Seine Eltern sah Jonathan als Kind und Jugendlicher nur sehr selten. Entweder war er im Internat oder falls er mal zuhause kümmerte sich eine Nanny um ihn. Es waren meistens verschiedene Nannys, die seine Eltern ihm zur Seite stellten. Da man sie nur für wenige Tage oder allenfalls Wochen brauchte, wurden sie nur für eine bestimmte Dauer engagiert. Ob er sich mit der Nanny verstand oder nicht war seinen Eltern scheißegal. Hauptsache das Kind war versorgt. Die Mitglieder der Familie trafen sich auch nicht zum gemeinsamen Essen oder zu anderen Aktivitäten, die man als Familie nun mal so machte. Für alles gab es Bedienstete im Haus. Es gab Küchenpersonal, die Essen zubereiteten und für ihn dann eben eine Nanny. Er sah seine Eltern so gut wie gar nicht und noch seltener sah er sie zusammen in einem Raum. Es schien so als ob seine Mutter uns sein Vater jeder für sich selbst ein Leben führten und das einzige, was sie noch verband war dieses Haus, in dem sie beide gerne wohnten. Immerhin, die Stadtvilla war groß genug für zwei Erwachsene und ein Kind ohne, dass sie sich allzu oft begegnen mussten. Einmal, als er als kleiner Junge sich von seiner Nanny davongeschlichen hatte und durchs Haus lief, sah er seine Mutter auf dem Sofa liegen. Neben ihr lagen drei leere Flaschen Wodka und die vierte musste ihr wohl aus der Hand gefallen sein. Sie trank des Öfteren und mit der Zeit sah man es ihr auch an. Fühlte sie sich so einsam, dass sie trank? Möglich wäre es, denn sein Vater war ständig nur unterwegs. „Geschäftlich“ wie er immer betonte, dabei hatte Jonathan nicht einmal mitbekommen, um was es bei diesen „Geschäften“ wirklich ging.
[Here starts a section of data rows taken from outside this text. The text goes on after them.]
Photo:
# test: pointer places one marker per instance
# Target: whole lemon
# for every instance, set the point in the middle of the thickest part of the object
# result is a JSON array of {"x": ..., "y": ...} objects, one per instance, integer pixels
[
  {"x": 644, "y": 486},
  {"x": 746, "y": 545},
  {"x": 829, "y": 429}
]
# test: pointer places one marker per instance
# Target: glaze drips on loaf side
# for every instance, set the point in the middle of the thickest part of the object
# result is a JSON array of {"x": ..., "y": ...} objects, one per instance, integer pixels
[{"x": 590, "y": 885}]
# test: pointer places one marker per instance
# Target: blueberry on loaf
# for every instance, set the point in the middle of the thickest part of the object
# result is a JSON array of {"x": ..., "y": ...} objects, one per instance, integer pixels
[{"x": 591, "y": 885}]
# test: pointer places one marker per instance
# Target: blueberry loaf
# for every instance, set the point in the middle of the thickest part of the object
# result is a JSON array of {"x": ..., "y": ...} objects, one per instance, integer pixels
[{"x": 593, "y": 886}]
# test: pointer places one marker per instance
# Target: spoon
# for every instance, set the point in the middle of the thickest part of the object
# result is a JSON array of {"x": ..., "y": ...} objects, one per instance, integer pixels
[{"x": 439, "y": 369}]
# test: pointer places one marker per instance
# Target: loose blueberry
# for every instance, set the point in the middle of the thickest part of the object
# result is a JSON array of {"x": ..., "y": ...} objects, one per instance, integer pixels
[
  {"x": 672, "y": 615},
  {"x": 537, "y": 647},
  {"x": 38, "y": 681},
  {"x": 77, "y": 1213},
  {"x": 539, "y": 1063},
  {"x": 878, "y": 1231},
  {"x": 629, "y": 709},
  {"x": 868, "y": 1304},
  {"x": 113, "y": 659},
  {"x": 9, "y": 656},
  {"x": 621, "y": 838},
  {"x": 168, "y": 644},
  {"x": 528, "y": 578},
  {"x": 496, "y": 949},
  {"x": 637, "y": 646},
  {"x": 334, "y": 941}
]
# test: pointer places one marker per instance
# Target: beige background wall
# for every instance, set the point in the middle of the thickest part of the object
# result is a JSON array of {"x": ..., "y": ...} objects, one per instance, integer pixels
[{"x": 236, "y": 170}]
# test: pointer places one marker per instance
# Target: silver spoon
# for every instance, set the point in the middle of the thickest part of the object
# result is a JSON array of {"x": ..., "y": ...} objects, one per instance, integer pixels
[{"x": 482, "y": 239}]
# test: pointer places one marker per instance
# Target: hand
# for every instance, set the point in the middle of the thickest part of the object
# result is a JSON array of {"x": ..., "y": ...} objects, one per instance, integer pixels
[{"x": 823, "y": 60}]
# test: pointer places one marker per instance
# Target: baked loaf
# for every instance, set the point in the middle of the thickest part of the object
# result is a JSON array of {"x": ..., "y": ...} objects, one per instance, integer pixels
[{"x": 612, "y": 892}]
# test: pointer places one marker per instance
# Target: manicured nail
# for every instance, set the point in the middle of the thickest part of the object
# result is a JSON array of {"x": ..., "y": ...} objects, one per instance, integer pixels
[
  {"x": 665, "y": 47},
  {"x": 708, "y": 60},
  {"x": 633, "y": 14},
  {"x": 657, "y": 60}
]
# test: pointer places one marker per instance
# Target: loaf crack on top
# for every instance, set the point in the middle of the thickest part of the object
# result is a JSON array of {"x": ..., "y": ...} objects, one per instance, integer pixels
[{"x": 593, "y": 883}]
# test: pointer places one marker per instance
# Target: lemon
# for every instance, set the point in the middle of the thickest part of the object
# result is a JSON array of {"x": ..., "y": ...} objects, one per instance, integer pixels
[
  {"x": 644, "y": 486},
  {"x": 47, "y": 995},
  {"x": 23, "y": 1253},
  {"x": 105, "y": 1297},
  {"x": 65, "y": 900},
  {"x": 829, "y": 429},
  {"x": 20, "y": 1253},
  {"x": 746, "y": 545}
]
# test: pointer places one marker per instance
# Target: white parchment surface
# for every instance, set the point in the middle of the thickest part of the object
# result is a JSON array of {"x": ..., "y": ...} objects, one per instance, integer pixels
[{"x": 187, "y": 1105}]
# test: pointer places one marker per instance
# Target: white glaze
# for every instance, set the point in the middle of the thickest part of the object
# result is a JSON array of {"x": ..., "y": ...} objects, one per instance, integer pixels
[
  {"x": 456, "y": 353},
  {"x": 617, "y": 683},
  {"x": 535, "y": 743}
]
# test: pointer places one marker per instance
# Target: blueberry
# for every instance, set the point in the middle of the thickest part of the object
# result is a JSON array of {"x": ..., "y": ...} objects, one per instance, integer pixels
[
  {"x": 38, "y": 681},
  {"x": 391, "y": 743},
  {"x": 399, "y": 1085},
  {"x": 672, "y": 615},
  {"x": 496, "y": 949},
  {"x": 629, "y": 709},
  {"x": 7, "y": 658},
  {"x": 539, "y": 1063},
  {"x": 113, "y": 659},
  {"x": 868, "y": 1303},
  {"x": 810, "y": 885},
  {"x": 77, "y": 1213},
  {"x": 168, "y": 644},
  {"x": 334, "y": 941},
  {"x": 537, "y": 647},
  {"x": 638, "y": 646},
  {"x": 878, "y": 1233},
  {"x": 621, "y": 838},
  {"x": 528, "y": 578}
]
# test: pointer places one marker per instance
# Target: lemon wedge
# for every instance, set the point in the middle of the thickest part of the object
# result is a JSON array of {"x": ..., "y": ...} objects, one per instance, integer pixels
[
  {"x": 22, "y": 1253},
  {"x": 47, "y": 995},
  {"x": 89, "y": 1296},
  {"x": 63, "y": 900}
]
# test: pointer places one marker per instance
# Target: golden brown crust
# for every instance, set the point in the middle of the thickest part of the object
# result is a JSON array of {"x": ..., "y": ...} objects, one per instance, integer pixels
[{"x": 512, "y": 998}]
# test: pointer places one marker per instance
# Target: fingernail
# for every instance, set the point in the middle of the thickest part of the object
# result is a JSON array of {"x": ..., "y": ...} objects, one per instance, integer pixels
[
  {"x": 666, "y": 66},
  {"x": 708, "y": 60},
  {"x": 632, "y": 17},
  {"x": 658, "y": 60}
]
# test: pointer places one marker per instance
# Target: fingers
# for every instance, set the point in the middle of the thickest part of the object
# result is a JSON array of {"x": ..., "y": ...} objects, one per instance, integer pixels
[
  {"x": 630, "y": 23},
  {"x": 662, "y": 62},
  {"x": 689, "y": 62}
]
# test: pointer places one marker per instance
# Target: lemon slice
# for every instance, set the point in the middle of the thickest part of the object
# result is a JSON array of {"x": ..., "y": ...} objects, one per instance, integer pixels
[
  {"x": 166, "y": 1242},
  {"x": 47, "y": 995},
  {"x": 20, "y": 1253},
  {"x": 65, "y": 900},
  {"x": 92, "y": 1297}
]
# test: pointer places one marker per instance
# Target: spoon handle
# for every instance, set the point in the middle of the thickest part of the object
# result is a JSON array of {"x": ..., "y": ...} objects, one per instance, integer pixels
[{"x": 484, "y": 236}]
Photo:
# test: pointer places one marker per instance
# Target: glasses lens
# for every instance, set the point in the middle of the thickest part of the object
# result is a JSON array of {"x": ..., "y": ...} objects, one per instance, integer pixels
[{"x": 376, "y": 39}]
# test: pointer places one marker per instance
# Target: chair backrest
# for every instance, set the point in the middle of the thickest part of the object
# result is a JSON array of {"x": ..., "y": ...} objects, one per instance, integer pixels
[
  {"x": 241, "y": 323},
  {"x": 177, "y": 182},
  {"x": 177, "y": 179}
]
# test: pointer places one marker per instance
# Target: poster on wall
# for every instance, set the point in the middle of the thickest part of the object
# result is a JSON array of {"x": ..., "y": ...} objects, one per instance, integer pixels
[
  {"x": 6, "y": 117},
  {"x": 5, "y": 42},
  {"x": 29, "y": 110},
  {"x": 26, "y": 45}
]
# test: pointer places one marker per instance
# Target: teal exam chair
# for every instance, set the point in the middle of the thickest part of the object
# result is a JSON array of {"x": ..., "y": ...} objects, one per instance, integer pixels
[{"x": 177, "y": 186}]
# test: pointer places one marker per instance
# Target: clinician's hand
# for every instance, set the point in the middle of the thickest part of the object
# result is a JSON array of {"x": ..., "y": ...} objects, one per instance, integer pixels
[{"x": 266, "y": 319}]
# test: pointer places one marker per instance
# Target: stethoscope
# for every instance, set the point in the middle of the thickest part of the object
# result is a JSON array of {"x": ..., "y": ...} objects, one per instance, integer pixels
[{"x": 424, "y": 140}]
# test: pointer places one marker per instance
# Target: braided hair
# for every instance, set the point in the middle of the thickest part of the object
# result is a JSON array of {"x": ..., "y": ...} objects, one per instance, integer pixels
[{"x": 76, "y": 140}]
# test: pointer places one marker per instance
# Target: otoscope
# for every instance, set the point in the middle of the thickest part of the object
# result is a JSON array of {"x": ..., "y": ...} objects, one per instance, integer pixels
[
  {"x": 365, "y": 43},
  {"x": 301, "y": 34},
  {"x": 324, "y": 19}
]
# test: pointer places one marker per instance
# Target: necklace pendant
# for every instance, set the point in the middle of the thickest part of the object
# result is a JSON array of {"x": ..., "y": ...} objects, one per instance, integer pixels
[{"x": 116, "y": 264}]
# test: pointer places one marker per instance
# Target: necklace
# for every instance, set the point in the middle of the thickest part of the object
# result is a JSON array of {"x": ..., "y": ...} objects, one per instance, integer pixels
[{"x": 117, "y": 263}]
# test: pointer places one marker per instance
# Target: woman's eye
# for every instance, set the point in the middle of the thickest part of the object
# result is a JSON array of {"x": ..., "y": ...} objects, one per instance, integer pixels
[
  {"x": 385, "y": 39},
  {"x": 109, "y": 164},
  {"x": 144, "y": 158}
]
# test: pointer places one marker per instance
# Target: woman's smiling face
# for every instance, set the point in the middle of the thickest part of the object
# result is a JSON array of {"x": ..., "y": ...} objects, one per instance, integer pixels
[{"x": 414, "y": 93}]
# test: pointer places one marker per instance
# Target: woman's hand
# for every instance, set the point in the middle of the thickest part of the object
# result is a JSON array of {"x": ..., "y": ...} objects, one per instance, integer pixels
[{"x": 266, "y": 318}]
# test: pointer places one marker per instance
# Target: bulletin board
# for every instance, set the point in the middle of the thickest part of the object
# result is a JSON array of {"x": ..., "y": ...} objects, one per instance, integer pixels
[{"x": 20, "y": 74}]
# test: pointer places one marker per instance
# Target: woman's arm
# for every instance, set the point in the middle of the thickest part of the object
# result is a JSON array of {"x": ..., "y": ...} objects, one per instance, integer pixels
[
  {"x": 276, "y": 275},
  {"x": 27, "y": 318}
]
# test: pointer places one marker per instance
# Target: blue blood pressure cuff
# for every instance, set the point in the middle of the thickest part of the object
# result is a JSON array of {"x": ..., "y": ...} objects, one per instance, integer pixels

Um des Geldes wegen hätte er jedenfalls nicht arbeiten müssen. „Oder gab es einen anderen Grund, warum seine Mutter versuchte, mit Unmengen von Alkohol die Welt um sie herum zu vergessen?“ So richtig hatte Jonathan seine Eltern nie verstanden, denn auch wenn er oft alleine war, genoss er es dennoch alle materiellen Dinge zu haben, die das Herz begehrte. Über die Vergangenheit, von ihrem Leben vor Jonathans Geburt haben seine Eltern sowieso nie gesprochen und Kontakt zu Verwandten hatte er auch nicht gehabt. „Die sind neidisch auf unser Geld!“ hatte sein Vater ihm eröffnet, als er als Kind tatsächlich einmal die Gelegenheit gehabt hatte, ihn darauf anzusprechen. „Du wirst dieses Geld eines Tages erben, deswegen halte dich dein Leben lang von falschen Freunden fern!“

 

Nach seinem Abitur im Internat hatte Jonathan einfach nur „reich“ sein wollen und hatte sich deshalb nicht um eine Ausbildung oder ein Studium gekümmert. Seiner Meinung nach brauchte er das auch nicht. Er hatte eine sehr gute Schulbildung genossen und war nicht dumm, aber er sah einfach keinen Sinn darin, Geld zu verdienen, wo er doch so viel zur Verfügung hatte. Wenn er sich zu einem späteren Zeitpunkt noch anders überlegte, könnte er ja immer noch ein Studium absolvieren. Und so lebte er ein paar Jahre in Saus und Braus und genoss sein Leben. Das tat er bis heute und war noch nicht fertig damit.

 

Ansonsten war in seinem jungen Leben nicht viel Aufregendes passiert. Bis zu dem Tag vor rund 2 Jahren als seine Mutter starb und sich sein Leben von einer Minute auf die andere für immer veränderte…

 

Jonathan sah seine Eltern nach wie vor sehr selten Er wohnte noch in der Stadtvilla, allerdings in einer abgetrennten Wohnung. Es war wohl einfach besser so, wenn jeder seinen eigenen Weg ging. Sicher, er hatte alles und war dennoch finanziell von seinen Eltern abhängig, da sie ihm weder vollen Einblick in das Familienerbe gewährten noch ihn ohne einen Grund Geld zur Verfügung stellten. Wenn er fragte, war es seinen Eltern egal gewesen für was er das Geld benötigte oder wie viel es war. Aber wie ein lästiger Bettler musste er immer wieder zu ihnen kriechen, wenn er Nachschub benötigte.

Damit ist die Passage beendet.